Non c’è stato nessun inventore, né nessuno ha copiato.
Semplicemente i tempi erano abbastanza maturi perché due interpreti di sufficiente sensibilità raccogliessero il messaggio, magari giunto contemporaneamente a tanti altri privi di potenza espressiva tale da dargli evidenza sufficiente per un ricettore medio.
Ora quanti critici d’arte rimarranno inorriditi da questa visione blasfema sui capolavori dell’umanità!
Non ne nego la bellezza per alcuni addirittura commovente, ma se suscitano in noi qualcosa, dico, è perché toccano qualcosa che già è in noi, si tratta ancora un volta di un rapporto e di un linguaggio via via più elaborato, o magari del ritorno ad un linguaggio diretto, ruspante, antico, mai totalmente dimenticato.

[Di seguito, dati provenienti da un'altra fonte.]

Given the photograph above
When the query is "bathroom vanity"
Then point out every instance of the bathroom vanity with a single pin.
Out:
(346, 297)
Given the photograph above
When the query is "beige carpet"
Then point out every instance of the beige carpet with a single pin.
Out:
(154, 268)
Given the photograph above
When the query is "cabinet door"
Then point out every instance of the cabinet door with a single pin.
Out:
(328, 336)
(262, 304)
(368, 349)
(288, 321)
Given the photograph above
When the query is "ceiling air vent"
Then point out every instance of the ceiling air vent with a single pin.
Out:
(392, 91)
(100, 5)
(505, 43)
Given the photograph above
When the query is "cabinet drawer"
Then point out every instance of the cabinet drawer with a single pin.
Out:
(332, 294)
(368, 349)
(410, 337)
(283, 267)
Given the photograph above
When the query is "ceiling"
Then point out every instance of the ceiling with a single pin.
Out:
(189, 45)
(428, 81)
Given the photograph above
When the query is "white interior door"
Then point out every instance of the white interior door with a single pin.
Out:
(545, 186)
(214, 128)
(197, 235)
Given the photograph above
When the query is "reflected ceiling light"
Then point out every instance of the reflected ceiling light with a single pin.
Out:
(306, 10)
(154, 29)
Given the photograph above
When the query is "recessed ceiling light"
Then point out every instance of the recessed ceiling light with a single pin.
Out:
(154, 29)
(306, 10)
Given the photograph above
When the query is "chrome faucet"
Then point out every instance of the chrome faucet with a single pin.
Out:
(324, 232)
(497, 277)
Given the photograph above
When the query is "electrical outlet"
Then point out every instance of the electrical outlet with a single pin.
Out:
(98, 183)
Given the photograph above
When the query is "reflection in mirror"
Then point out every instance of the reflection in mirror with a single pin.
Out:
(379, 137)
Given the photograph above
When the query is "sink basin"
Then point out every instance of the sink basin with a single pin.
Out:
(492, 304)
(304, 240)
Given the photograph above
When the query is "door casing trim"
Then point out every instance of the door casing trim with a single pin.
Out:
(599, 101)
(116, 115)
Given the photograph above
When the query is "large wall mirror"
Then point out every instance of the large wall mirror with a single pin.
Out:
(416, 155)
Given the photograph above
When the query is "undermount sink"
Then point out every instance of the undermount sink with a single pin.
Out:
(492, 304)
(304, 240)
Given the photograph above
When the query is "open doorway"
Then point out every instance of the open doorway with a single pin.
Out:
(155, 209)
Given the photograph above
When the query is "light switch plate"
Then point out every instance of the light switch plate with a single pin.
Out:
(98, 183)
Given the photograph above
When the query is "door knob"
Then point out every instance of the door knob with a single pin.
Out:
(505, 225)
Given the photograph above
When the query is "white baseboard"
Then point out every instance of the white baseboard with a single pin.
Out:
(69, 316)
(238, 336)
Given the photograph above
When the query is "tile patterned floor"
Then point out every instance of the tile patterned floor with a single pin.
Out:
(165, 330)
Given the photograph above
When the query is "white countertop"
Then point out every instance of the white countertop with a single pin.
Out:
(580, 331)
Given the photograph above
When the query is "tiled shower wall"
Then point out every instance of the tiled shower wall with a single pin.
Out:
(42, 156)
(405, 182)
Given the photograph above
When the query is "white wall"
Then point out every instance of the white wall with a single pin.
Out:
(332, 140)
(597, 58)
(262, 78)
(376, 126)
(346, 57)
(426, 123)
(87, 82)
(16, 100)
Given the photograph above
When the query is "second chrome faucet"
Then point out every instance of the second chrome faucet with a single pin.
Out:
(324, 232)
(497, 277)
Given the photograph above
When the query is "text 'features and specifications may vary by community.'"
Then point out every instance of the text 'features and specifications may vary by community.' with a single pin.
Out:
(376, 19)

Cos’è quindi un’idea nuova?
Una connessione fra punti già esistenti e l’ideatore un ragno che tesse la tela con la vista o l’udito più attenti degli altri.
Del resto il substrato fisico del pensiero, il cervello, non lavora forse per connessioni sempre nuove fra neuroni e non per la loro fisicità?
Ma proviamo l’ultima domanda: il concetto di idea come connessione vale in tutti i campi, anche per il tecnologico senza eccezioni?
Io non ne trovo: nel mio lavoro un nuovo dispositivo è ad esempio un rapporto nuovo fra un materiale ed un osso, un motore un elaborato rapporto fra un’energia chimica ed un corpo fisico e così via.
Mi rendo conto che in un’ottica simile accorcio molto le distanze fra il concetto di scoperta e quello di idea creativa, ed a ragion veduta.
La differenza sta solo nell oggetto del tramite, noto ed evidente nel primo caso, ancora al di la della portata nel secondo.
Del resto la fisica delle particelle non ci ha insegnato che la realtà stessa a noi percepibile è un gioco di rapporti e non di assoluti?